The IMF and member states, led by the United States, can also insist that China offer debt relief to impoverished and overburdened nations that have been the victims of irresponsible lending, said Mark Rosen, former acting U.S. executive director of the IMF.
“Such terms give lenders an opening to project policy influence over the sovereign borrower, and effectively limit the borrower’s policy space to cancel a Chinese loan or to issue new environmental regulations,” the report reads.
“Some of the debt contracts in our sample could pose a challenge for multilateral cooperation in debt or financial crises, since so many of their terms run directly counter to recent multilateral commitments, long-established practices, and institutional policies.”

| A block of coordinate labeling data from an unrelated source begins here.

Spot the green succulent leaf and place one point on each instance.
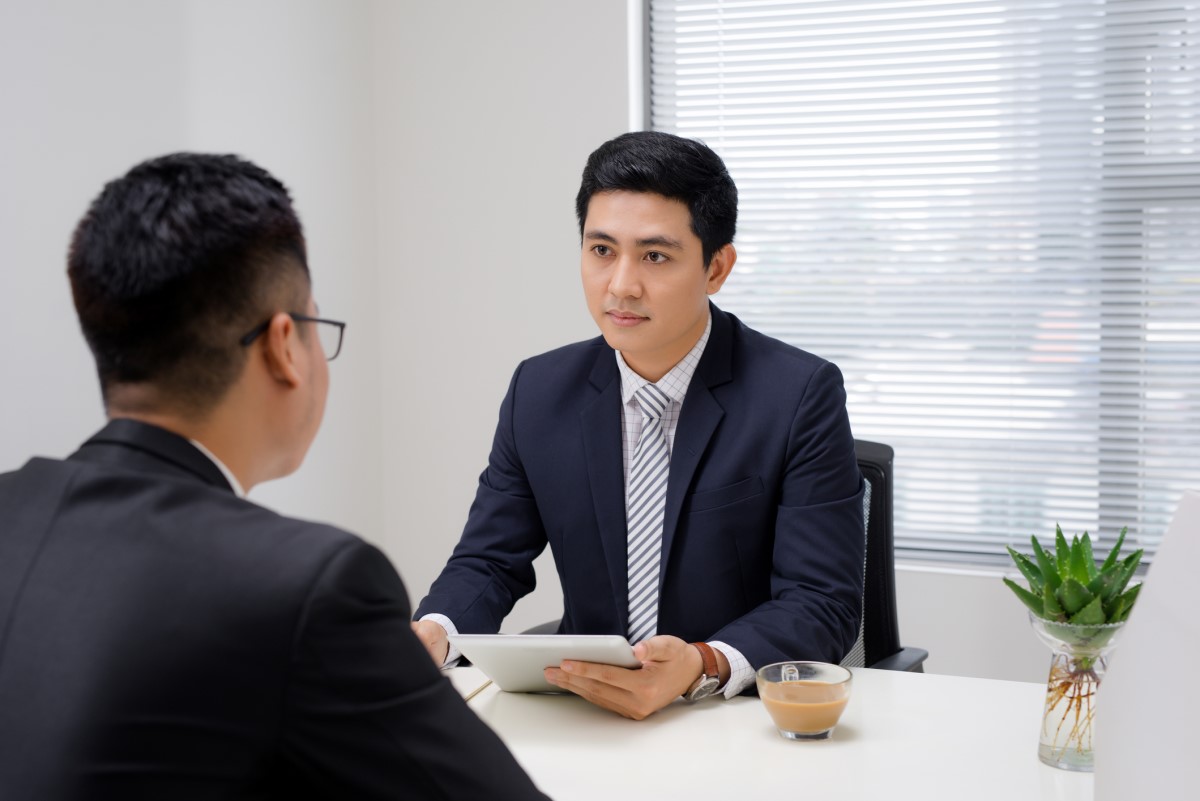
(1050, 606)
(1123, 572)
(1126, 601)
(1068, 588)
(1030, 600)
(1062, 555)
(1079, 561)
(1090, 615)
(1089, 556)
(1029, 570)
(1073, 596)
(1101, 584)
(1045, 564)
(1113, 554)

Separate data found that China’s foreign lending portfolio to support countries facing debt distress skyrocketed to 60 percent in 2022, up from 5 percent in 2010.
In the aftermath of the COVID-19 pandemic, Chinese officials assured the international community that they had altered loans in response to borrowers’ deteriorating economic conditions. But experts dismissed these changes, arguing that they needed to go further.
Nuclear power could play an integral part in this strategy to reduce China’s might in the global marketplace.
Rich Powell, CEO of ClearPath and ClearPath Action, told lawmakers that nuclear exports account for a significant part of the BRI, with China constructing more nuclear reactors at home than any other country. The world’s second-largest economy presently has 55 operable reactors, 23 under construction, and dozens more in the pipeline.
“This also gives the Chinese significant sway over the future nuclear supply chain for all reactors globally,” Powell said.
Chinese officials have said that they could construct up to 30 reactors abroad by 2030, with agreements already signed in Argentina and negotiations underway with Saudi Arabia, Kazakhstan, and others.